Researchers within the Observational Health Data Services and Informatics (OHDSI) community were recently awarded a $10 million contract from the U.S. Food and Drug Administration (FDA) to provide support to the Biologics Effectiveness and Safety (BEST) program, which was launched by the FDA Center for Biologics Evaluation and Research (CBER) in 2017.
The lead research team, primarily comprised of OHDSI personnel from Columbia University, UCLA, and Northeastern University, will provide support to the BEST system in its mission to conduct safety and effectiveness surveillance of biologic products (vaccines, blood and blood products, tissues and advanced therapeutics).
The effort will include serving in a convening role to develop methods related to using observational data from electronic health records and administrative claims to study the effectiveness and safety of biologics, work collaboratively with FDA staff to plan, develop, coordinate, host and convene meetings and workshops, and educate FDA staff and external stakeholders on the BEST infrastructure, capabilities, and applications that serve FDA and stakeholder needs.

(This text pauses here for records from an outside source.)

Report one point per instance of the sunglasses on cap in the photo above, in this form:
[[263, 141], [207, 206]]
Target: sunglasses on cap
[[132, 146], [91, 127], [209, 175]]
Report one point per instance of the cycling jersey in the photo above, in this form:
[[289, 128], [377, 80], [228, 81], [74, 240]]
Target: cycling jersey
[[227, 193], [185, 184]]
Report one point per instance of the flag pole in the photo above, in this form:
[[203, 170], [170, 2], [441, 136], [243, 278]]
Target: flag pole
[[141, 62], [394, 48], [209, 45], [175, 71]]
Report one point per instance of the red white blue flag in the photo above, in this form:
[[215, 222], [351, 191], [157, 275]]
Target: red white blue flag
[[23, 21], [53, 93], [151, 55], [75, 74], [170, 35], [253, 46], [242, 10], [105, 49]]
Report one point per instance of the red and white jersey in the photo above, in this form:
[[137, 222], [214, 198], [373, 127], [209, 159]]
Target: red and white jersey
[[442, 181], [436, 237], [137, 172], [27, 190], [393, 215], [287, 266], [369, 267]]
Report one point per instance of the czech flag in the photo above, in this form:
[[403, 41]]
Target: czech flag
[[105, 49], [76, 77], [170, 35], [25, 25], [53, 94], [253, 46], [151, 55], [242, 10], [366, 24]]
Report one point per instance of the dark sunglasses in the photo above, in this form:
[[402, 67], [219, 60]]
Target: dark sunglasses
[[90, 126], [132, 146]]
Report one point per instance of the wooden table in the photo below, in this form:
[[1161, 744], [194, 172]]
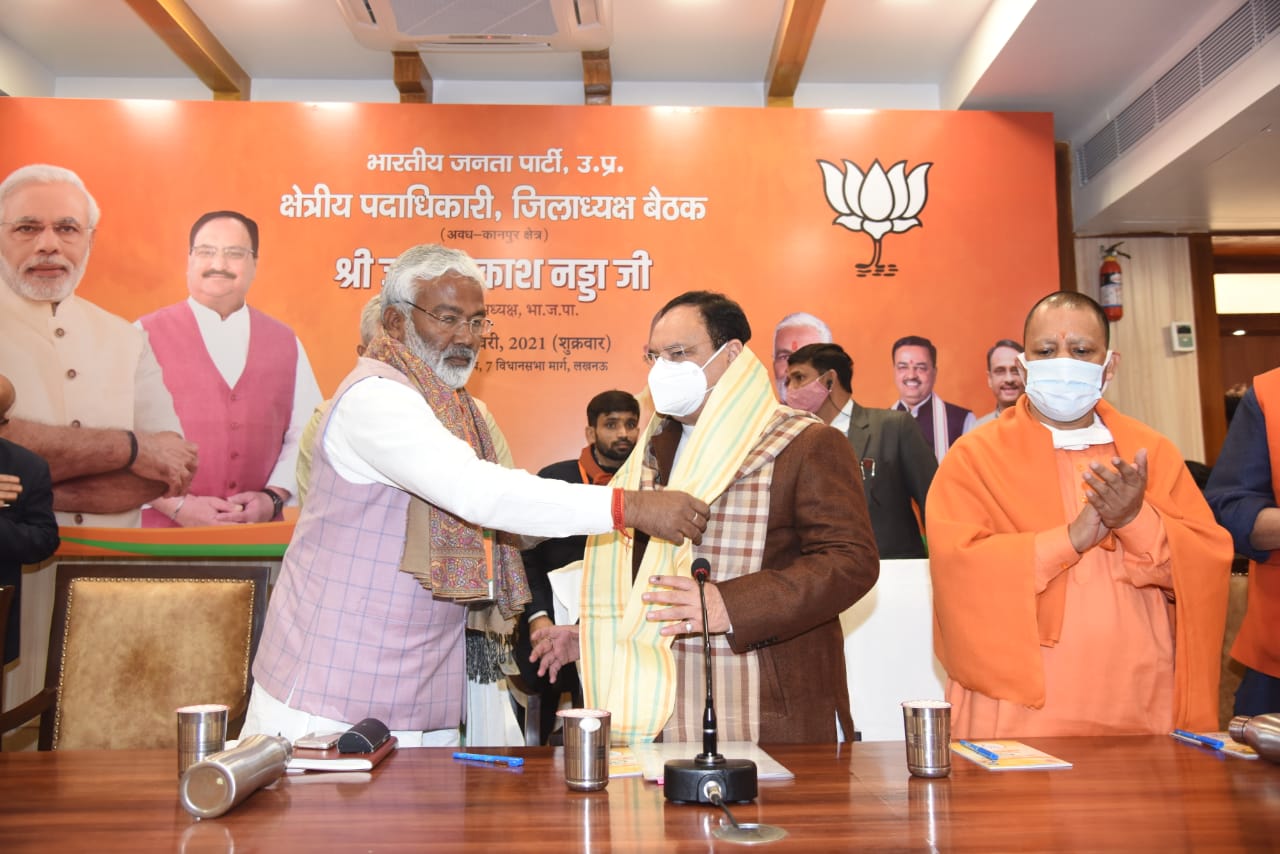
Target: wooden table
[[1123, 794]]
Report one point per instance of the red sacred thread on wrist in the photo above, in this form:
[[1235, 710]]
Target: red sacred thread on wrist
[[617, 511]]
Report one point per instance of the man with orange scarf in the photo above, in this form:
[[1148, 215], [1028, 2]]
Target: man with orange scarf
[[612, 429], [1242, 491], [1079, 579]]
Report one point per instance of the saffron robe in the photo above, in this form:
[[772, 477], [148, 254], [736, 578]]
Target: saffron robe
[[1008, 588]]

“Sound approaches to monitor vaccine safety and effectiveness across large populations have their limitations; this is particularly important with the upcoming roll-out of COVID-19 vaccination programs, and we stand ready to help,” said Marc Suchard, Professor of Biostatistics at UCLA, who will lead methods development under this contract.
With collaborators from more than 30 nations around the world and over one billion patient records across 130 databases mapped to the Observational Medical Outcomes Partnership (OMOP) Common Data Model, the OHDSI community has both developed open-source tools to produce reliable, reproducible real-world evidence and published studies that have impacted both methodological research (LEGEND principles, ENCePP guidelines) and clinical decision-making (Lancet antihypertensive study, hydroxychloroquine safety profile).